RAGING SPEEDHORN return with their sixth album “Hard To Kill”, and it feels good to find the Brits in such great shape, true to themselves after more than twenty years of career (and despite a few years hiatus).
However, it upsets me to have to admit that despite two decades of existence, the band is still lacking recognition to only trigger the enthusiasm of their devoted fans (including yours truly), mostly made up of of English people.

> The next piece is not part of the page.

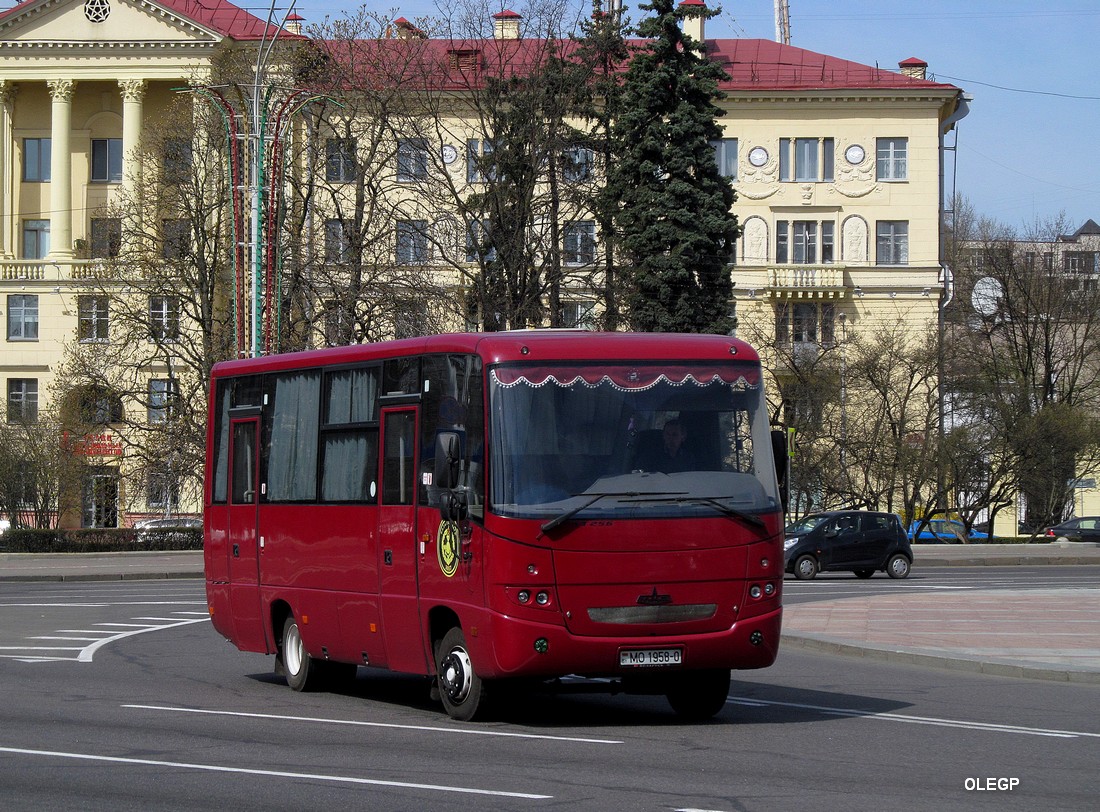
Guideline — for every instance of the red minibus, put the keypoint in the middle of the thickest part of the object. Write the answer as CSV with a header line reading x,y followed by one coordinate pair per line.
x,y
495,508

Yet, it would be rather simplistic and unfair to typecast Raging Speedhorn as a local band unable to reach a wider audience, for the power of their music and on-stage energy speaks to so many people; also because they toured all over the world in the early 2000s. But their unique sound, with two screamers at the verge of hardcore, extreme metal, sludge and even stoner, never quite hit the bull’s eye and arrived at a time when nu-metal was getting all market shares. Nu-metal died at last, but the Speedhorn still lives!
Continuing their journey against all odds, losing a few members during the process yet supported unconditionally by British medias — whom rightly consider them as a spearhead of the British scene — here they come with the followup to “Lost Ritual”, an excellent yet highly underrated album.

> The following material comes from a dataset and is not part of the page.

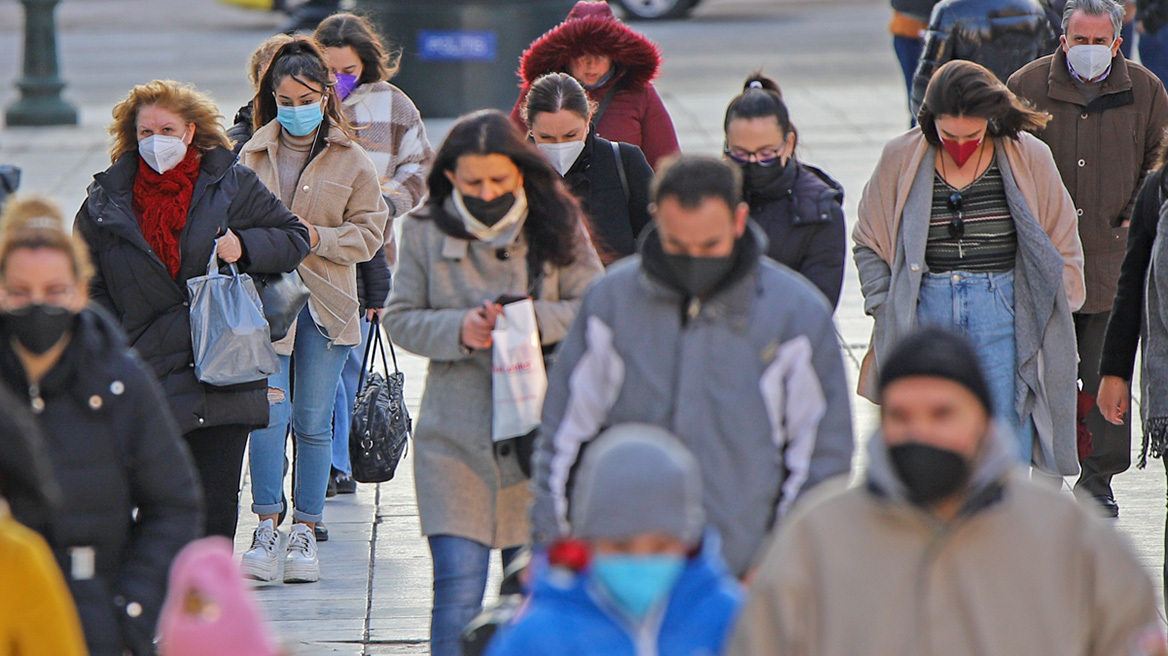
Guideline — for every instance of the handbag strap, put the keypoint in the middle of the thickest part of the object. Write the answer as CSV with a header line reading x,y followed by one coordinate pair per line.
x,y
372,343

“Hard To Kill” picks up again the recipe used on “Lost Ritual”, by adding a healthy slab of groove to their furious brand of metal while keeping the same goal: fuck everything up! Far from all the patchouli-worshipping psychster stuff, Raging Speedhorn is above all the sound of a (hard) working class, proles of the heart of England’s industrial cities, kids having to choose between drugs, crime or putting their energy to good use in a band. You can feel the acrimony in their music: drums are being hammered with the delicacy of a sledgehammer on white-hot steel bars, the guitar and bass deliver riffs as sharp as blades, and vocalists launch onslaughts like generals would launch a desperate charge to break through enemy lines.
With eight bangers and a stadium anthem that caps it off, “Hard To Kill” establishes itself at the top of 2020’s stoner and sludge releases alongside Demonic Death Judge, combining efficiency, simplicity and that visceral feel that speaks to the masses and immediately makes you want to run in the pit a beer in hand.
Sharp-edged and hardcore as ever, Raging Speedhorn are just waiting the return of real gigs with real people glued to each other, to share their energy and demonstrate once again that they are unstoppable and not ready to give up. “Hard To Kill” is more than an album, it’s an antidote to fucking 2020.